Living on campus in college is extremely different from high school, especially a high school as small as BSGE. You have a world of choices in picking your own classes, there isn’t a clear separation of school time and home time, and you’re far more responsible for taking care of yourself than ever before. Personally, I found it liberating. At Stony Brook, I got to get away from my family and be myself. I was finally able to take a physics class, though some of you lucky students got to do that at BSGE now. I performed in a short theater piece and was stage crew for a much longer one, fumbling blindly on a pitch black stage trying to move giant flats into place.

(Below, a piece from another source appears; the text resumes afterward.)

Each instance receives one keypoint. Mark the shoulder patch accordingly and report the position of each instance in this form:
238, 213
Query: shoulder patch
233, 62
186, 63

One thing I didn’t do, though, was try to join Stony Brook’s student newspaper The Statesman in any capacity. Editing for The BaccRag is an experience I’m very glad I had, but one I have no desire to repeat. I originally joined in 8th grade because my father insisted I wasn’t busy enough and so I needed to join another club, and as time passed I kept going. Eventually I became an editor, as much because I was one of two seniors participating as because it was something I had a positive desire for. It was very interesting, trying to manage a fleet of young writers to produce decent writing in a reasonable timeframe, but that experience was vastly different than anything I would have done with The Statesman. Besides, this way I got to focus my time on extracurriculars that BSGE doesn’t have, like theater.
I suppose the advice I have to give is to use college to seek out new experiences. Most of what made my first year as great as it was were the parts I couldn’t get at BSGE or ever before. Use college to its fullest. Do things you’ve thought about for a while but never tried. Or at least, that’s what worked for me.